用真实段落修复 subtitle.srt 文件的算法

问题描述 投票:0回答:1

我有一个 subtitle.srt 文件,但其内容并不准确。与此同时,我还有一组准确但时间不同步的段落。

造成不准确的原因有多种,包括,

  • 大小写不匹配,
  • 额外的单词或字符,
  • 缺少单词或字符,
  • 缺少标点符号
  • 等等

通过哪种方法我可以用真实文本修复 srt 文件?任何算法建议都会很好地独立于编码语言。

我真的很感谢您提供的任何帮助。

示例:

字幕.srt

1
00:00:00,000 --> 00:00:04,320
Heat wave is expect to continue for the next a few

2
00:00:04,320 --> 00:00:07,920
days, and the government`s warning people to take precautions. the heat wave is a reminder of the dangers of climating

3
00:00:07,920 --> 00:00:13,760
change, the need to take action to reduce greenhouse gas emission.

真实文本:

The heat wave is expected to continue for the next few days, and the government is warning people to take precautions. The heat wave is a reminder of the dangers of climate change, and the need to take action to reduce greenhouse gas emissions.
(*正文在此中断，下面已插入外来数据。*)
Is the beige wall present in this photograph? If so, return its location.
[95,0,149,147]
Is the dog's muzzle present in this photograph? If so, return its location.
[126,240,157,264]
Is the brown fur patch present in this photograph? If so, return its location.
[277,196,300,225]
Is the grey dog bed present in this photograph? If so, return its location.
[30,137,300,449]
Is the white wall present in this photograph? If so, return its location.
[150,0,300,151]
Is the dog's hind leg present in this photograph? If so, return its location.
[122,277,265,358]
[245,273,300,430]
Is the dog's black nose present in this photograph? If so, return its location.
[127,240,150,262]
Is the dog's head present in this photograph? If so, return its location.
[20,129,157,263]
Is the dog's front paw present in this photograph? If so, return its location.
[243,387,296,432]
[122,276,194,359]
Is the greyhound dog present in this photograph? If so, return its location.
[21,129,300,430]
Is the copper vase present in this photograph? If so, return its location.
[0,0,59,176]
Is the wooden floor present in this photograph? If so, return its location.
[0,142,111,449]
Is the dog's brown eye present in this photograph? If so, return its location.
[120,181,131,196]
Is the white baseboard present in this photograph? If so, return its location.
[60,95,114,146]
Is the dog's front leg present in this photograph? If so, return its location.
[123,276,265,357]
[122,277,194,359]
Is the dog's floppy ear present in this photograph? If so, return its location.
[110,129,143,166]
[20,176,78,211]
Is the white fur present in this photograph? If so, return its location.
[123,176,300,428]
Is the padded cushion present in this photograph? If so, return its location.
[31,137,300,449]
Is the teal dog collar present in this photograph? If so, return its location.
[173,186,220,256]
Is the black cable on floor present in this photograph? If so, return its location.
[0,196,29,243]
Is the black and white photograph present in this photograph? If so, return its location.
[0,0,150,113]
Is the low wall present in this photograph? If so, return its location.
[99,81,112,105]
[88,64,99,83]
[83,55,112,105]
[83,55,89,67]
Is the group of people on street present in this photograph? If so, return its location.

这是预期的:subtitle_ Corrected.srt

1
00:00:00,000 --> 00:00:04,320
The heat wave is expected to continue for the next few

2
00:00:04,320 --> 00:00:07,920
days, and the government is warning people to take precautions. The heat wave is a reminder of the dangers of climate

3
00:00:07,920 --> 00:00:13,760
change, and the need to take action to reduce greenhouse gas emissions.
string-comparison similarity subtitle error-correction
1个回答
0
投票

这个任务称为对齐,它是生物学(比较两个DNA序列)和自然语言处理(例如当前具有两个并行字幕源的示例)等领域的常见任务。

该任务已经研究了很多年(可以追溯到 20 世纪 70 年代),并且已经开发了许多算法。这些算法已在所有主要编程语言中实现。

例如,Python 库

text_alignment_tool
,它实现了动态规划算法 Smith-Waterman 和 Needleman-Wunsch。下面的代码展示了如何在字幕上使用 Smith-Waterman 算法(在库中称为
LocalAlignmentAlgorithm
)。该算法使用正确的文本作为查询和不准确的文本作为目标产生以下类型的对齐:

syntax: position, character in query > position, character in target
119 T > 114 t
120 h > 115 h
121 e > 116 e
122   > 117  
123 h > 118 h
124 e > 119 e
125 a > 120 a
126 t > 121 t
127   > 122  
128 w > 123 w
129 a > 124 a
130 v > 125 v
131 e > 126 e
[...]
162 o > 157 o
163 f > 158 f
164   > 159  
165 c > 160 c
166 l > 161 l
167 i > 162 i
168 m > 163 m
169 a > 164 a
170 t > 165 t
171 e > 168 g

大部分代码都是簿记,用于生成不准确字幕的纯文本版本,同时跟踪字符位置和时间戳,然后重建字幕格式。

# Import the tool and necessary classes
from text_alignment_tool import (
    TextAlignmentTool,
    StringTextLoader,
    LocalAlignmentAlgorithm,
)

subtitle_srt = """1
00:00:00,000 --> 00:00:04,320
Heat wave is expect to continue for the next a few

2
00:00:04,320 --> 00:00:07,920
days, and the government`s warning people to take precautions. the heat wave is a reminder of the dangers of climating

3
00:00:07,920 --> 00:00:13,760
change, the need to take action to reduce greenhouse gas emission."""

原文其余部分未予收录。